The present invention relates to a device for analyzing the composition of a substance, and more particularly to an ion-emission microanalyzer microscope intended for investigation of metal alloys and other solid materials by observing the surface structure of an object under investigation and by local and in-depth chemical and isotopic analysis.
Ion microanalyzers are known in which an object under investigation is bombarded with ions focused to a narrow beam (microprobe), and the secondary ions knocked out from the object are analyzed by means of a mass filter. In such microanalyzers, the problem of controlled selection of a portion of the object under investigation for mass-spectrometric analysis is solved by using mirror-lens optical microscopes, some of whose optical elements are in direct proximity to the object, whereby they can be contaminated with dust particles in the course of analysis, the performance of the microanalyzer.
Moreover, in the case of microprobes, difficulties arise in locating the point of bombardment in the course of analysis because the perceptible crater is formed only after the analysis is over. Local in-depth analysis is rendered difficult by the effect of the crater walls, particularly when the probe diameter is small.
Also known are microanalyzer microscopes in which the ionic image of the surface of an object under investigation, formed by the secondary ions knocked out from the object's surface by the ion beam is separated into elemental images in a magnetic mass filter. A separated image element formed by ions of a particular type is displayed on a luminescent screen with the aid of an ion-optical converter. In this case, the image is representative of the distribution topography only for that particular chemical element. Analysis of different chemical elements on the object's surface areas whose dimensions are determined by the optical resolution of the instrument, is made difficult in such a device because, as a result of the ion-optical converter being located behind the magnetic mass filter, the image of the object on the luminescent screen is shifted each time the mass filter is readjusted from one mass to another.
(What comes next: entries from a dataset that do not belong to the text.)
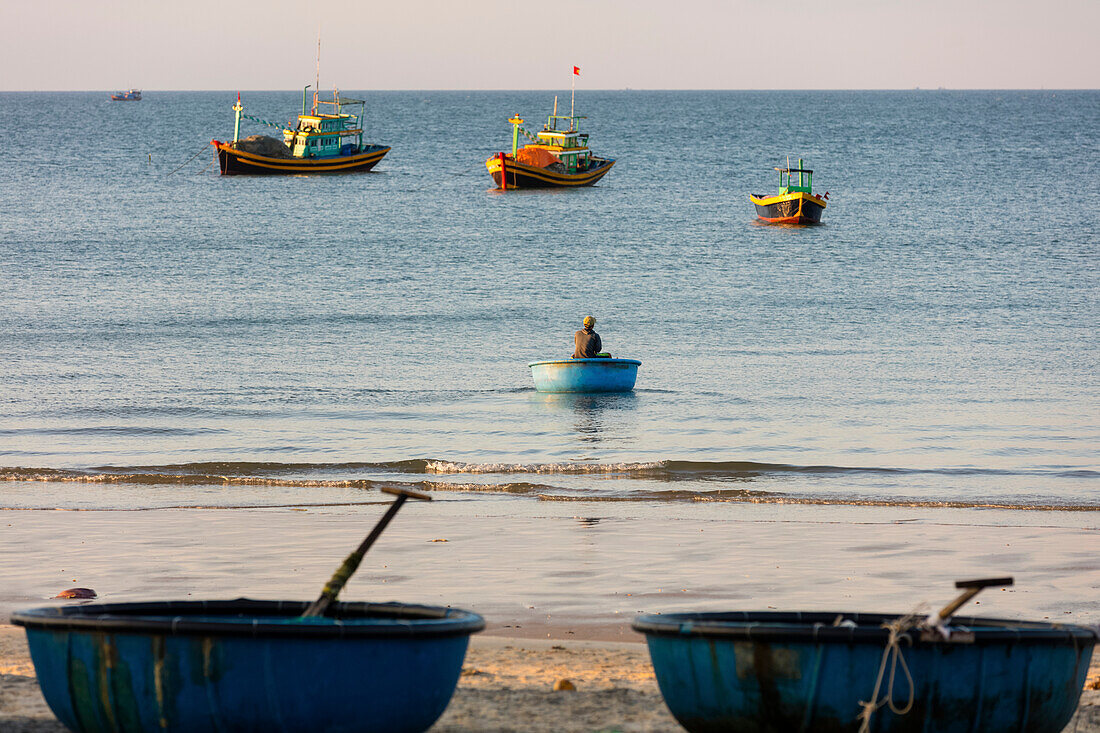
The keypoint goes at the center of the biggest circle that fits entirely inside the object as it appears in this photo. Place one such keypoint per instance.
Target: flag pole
(572, 97)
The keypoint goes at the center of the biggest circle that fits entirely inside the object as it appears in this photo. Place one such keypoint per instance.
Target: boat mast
(572, 97)
(317, 80)
(237, 119)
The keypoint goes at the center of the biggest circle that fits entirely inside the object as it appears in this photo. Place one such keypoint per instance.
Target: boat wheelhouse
(327, 139)
(795, 203)
(557, 156)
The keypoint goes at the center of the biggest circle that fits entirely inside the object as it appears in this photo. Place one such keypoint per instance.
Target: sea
(171, 337)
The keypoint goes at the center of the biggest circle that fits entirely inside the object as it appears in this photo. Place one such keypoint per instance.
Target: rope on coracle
(898, 632)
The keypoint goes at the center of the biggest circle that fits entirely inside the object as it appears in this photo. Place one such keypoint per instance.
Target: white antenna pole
(317, 81)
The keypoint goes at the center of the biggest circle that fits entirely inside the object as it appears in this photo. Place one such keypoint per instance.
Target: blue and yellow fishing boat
(794, 204)
(328, 141)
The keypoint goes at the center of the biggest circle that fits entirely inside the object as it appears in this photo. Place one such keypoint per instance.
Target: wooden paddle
(336, 583)
(971, 588)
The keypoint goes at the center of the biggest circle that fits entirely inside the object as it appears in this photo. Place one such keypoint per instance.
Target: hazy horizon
(432, 45)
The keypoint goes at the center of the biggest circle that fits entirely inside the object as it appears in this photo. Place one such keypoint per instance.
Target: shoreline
(506, 685)
(568, 571)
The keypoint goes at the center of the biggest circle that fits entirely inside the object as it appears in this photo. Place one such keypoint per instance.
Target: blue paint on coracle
(200, 666)
(585, 374)
(766, 673)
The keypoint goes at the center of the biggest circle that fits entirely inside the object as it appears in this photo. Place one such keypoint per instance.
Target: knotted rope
(898, 632)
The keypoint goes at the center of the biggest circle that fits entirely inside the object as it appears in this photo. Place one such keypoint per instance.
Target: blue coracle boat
(248, 666)
(585, 374)
(781, 673)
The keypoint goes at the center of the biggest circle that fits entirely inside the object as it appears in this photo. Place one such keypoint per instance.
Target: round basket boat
(248, 665)
(774, 671)
(585, 374)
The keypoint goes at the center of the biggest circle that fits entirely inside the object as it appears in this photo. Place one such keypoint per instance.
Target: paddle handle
(350, 565)
(972, 588)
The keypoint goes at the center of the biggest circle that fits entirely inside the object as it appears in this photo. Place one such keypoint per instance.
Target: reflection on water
(596, 417)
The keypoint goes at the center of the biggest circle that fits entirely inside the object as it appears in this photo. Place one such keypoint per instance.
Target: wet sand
(548, 579)
(567, 570)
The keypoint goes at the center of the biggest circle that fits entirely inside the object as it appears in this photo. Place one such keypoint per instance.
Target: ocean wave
(658, 470)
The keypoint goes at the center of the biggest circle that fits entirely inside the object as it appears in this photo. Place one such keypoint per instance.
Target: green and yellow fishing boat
(794, 204)
(329, 141)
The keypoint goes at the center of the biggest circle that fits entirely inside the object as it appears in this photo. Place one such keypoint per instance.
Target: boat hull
(585, 374)
(232, 162)
(248, 666)
(509, 174)
(770, 671)
(796, 208)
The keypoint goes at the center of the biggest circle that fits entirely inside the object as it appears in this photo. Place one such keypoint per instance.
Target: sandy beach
(506, 685)
(558, 591)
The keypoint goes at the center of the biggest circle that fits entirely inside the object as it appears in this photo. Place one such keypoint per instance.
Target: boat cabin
(787, 184)
(320, 134)
(569, 146)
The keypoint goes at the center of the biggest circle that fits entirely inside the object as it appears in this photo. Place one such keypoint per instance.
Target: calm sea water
(172, 336)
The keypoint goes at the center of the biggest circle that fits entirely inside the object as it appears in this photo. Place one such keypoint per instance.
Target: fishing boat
(602, 374)
(326, 139)
(795, 203)
(246, 665)
(801, 671)
(558, 155)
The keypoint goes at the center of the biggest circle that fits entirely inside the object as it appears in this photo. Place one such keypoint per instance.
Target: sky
(515, 44)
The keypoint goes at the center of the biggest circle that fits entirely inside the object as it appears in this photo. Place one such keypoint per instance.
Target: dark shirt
(587, 345)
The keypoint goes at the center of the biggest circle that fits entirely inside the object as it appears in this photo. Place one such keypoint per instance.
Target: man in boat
(586, 341)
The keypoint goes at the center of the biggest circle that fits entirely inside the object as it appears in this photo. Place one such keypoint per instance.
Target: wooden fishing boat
(794, 204)
(558, 156)
(248, 665)
(604, 374)
(328, 141)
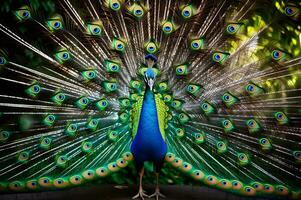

There is also known an ion-emission microanalyzer microscope comprising a vacuum chamber accommodating an ion source with a focusing system for bombarding the surface of an object under investigation, and the following components arranged in series along the beam of secondary ions emitted by the bombarded object's surface: an immersion objective, an aperture diaphragm, an aperture for separating an image element, a mass filter, and an ion detector. In addition, this prior art microanalyzer microscope includes a recording device located outside the vacuum chamber and connected to the output of the ion detector.
Such a microanalyzer microscope permits analysis of an object, with its spatial resolution being determined by the optical resolution of the microscope; however, no provision is made for selecting and locating the point at which local analysis is to be performed during analysis itself, and additional means for specifying the point of local analysis are required.
The principal object of the invention is to provide an ion-emission microanalyzer microscope in which the point of local analysis can be determined during analysis itself.
Another object of the invention is to provide an ion-emission microanalyzer microscope permitting selection of the point of local analysis.
Still another object of the invention is to provide an ion-emission microanalyzer microscope permitting local analysis of an object's surface over an area smaller than that impinged upon by the primary ion beam.
Yet another object of the invention is to provide an ion-emission microanalyzer microscope permitting the spatial resolution of analysis to be altered without changing the size of the primary beam incident upon the object.